What’s the special sauce? Whether it’s Peele’s directorial debut “Get Out,” his follow-up “Us” or the “Candyman” sequel he produced, the filmmaker puts his stamp on everything he touches. That’s his knack for scaring us and making us think at the same time.
“Bullet Train” (not yet rated)
Starring: Sandra Bullock, Brad Pitt, Joey King, Aaron Taylor-Johnson, Brian Tyree Henry, Andrew Koji, Hiroyuki Sanada, Michael Shannon, Benito A. Martínez Ocasio (aka Bad Bunny).
Five assassins — played by Pitt, Henry, Taylor-Johnson, King and Koji — board a Japanese high-speed train en route from Tokyo to Morioka, only to find that their missions are intertwined. The high-octane, action-packed thriller is based on Kotaro Isaka’s 2010 novel “Maria Beetle” (retitled “Bullet Train” for the English translation).
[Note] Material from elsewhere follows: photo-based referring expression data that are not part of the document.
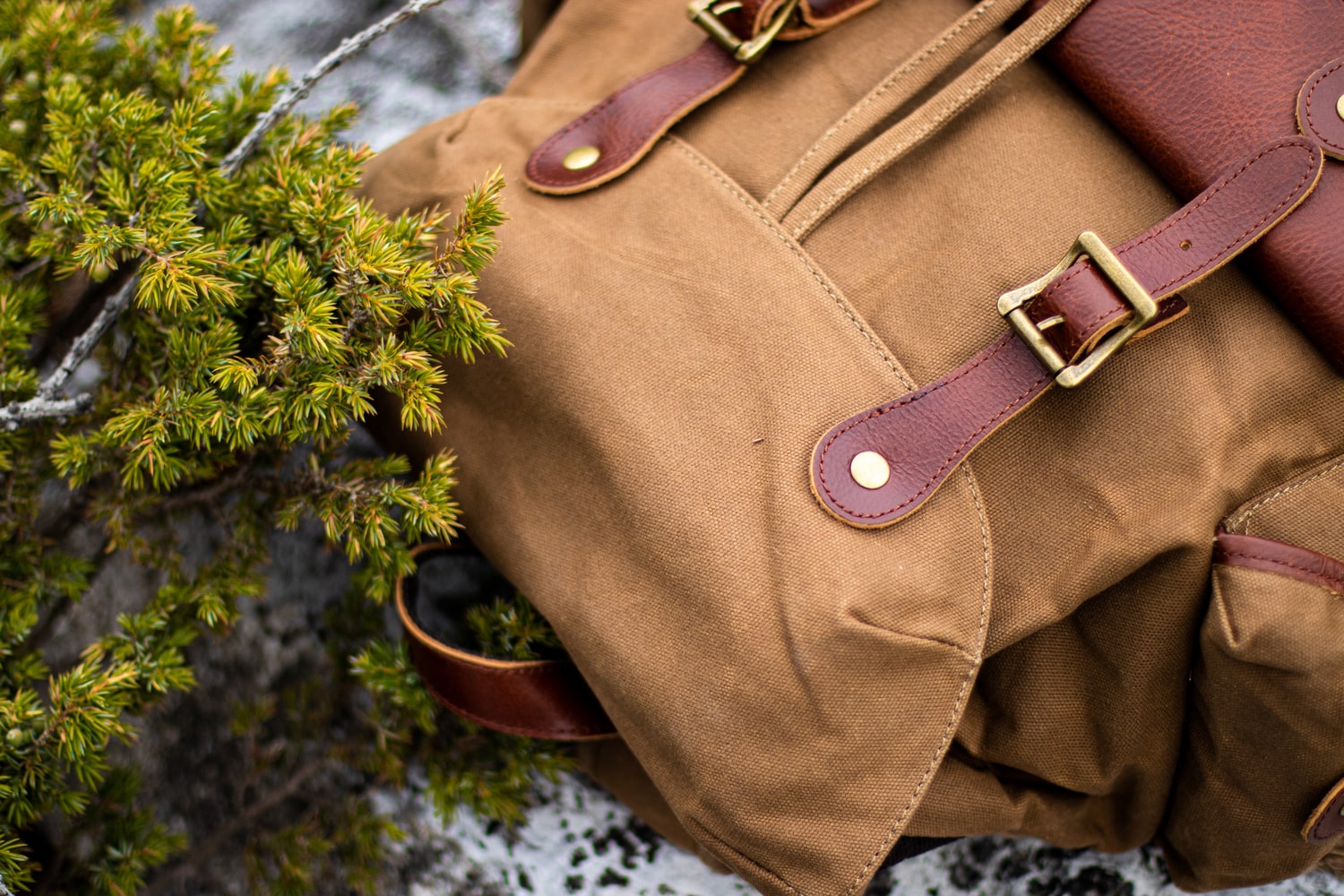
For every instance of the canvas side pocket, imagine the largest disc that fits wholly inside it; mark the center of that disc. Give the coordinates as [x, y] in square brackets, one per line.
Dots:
[1258, 793]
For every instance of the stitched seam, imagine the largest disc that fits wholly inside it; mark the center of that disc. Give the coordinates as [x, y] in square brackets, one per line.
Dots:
[961, 694]
[910, 400]
[534, 163]
[957, 107]
[507, 728]
[911, 65]
[1314, 573]
[797, 252]
[703, 833]
[1246, 514]
[1311, 94]
[1316, 829]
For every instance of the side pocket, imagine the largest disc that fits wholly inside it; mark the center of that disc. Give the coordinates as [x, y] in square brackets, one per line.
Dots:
[1257, 797]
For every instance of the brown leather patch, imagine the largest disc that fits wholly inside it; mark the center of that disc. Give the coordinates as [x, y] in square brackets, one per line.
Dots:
[926, 435]
[1268, 555]
[1242, 66]
[534, 699]
[624, 126]
[1327, 821]
[1320, 108]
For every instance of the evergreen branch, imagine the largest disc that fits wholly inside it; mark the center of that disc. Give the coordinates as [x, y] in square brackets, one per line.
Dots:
[166, 880]
[47, 402]
[347, 48]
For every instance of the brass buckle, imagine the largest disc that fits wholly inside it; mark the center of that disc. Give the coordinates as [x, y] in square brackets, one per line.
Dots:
[706, 13]
[1013, 308]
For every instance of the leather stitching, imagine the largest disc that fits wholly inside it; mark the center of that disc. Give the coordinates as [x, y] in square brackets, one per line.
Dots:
[910, 400]
[513, 729]
[1314, 573]
[1217, 258]
[1311, 94]
[535, 161]
[1317, 833]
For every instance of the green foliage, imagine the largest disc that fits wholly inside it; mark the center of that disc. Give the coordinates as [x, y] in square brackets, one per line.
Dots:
[269, 309]
[489, 772]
NPR called the book “fast, deadly and loads of fun.”
What’s the special sauce? Stuntman and stunt coordinator turned filmmaker David Leitch (“John Wick,” “Deadpool 2”) knows his way around a fight scene but also knows not to get in the way of a flinging zinger.
“DC League of Super-Pets” (not yet rated)
Starring: Dwayne Johnson, John Krasinski, Kevin Hart, Vanessa Bayer, Natasha Lyonne, Diego Luna, Keanu Reeves, Kate McKinnon, Marc Maron.
In this animated comedy, Johnson provides the voice of Krypto, a super-dog belonging to Superman (Krasinski). When his master is kidnapped by Lex Luthor (Maron), along with Batman (Reeves) and other members of the Justice League, Krypto must rally his animal friends — who have newly discovered powers of their own — to rescue them.
What’s the special sauce? After contributing to a string of very funny screenplays for “The Lego Batman Movie” and other comedies — live action and animated — Jared Stern (“Happy Anniversary”) makes his animated directorial debut.
“Beast” (not yet rated)
Starring: Idris Elba, Iyana Halley, Leah Jeffries, Sharlto Copley.
Baltasar Kormakur (“Everest”) directs Elba in an action-adventure tale about a widower whose visit to a South African game reserve with his daughters (Halley and Jeffries) — meant as an opportunity for emotional healing — turns into a nightmare when they are stalked by a rogue lion.
What’s the special sauce? It’s August, and Kormakur — while no auteur — brings a workmanlike approach to thrillers. This writer described his 2012 film “Contraband,” with Mark Wahlberg, as “an ‘Oceans Eleven’ movie, minus the glamour.”
Starring: Sylvester Stallone, Javon “Wanna” Walton, Martin Starr, Moises Arias, Pilou Asbaek.
Based on a series of comic books published by the micro-indie label Mythos, “Samaritan” tells the story of a trash collector (Stallone) who turns out to be a retired superhero once known as Samaritan. Walton plays a boy who coaxes his hero to again take up the mantle and save their city from a new villain (Asbaek). Reaction to the dark and violent trailer, which CinemaCon attendees were given a sneak preview of, was glowing.
What’s the special sauce? At 75 years old, Stallone has the rare distinction of having had at least one No. 1 film at the box office in each of six successive decades, from 1976’s “Rocky” to last year’s “The Suicide Squad.”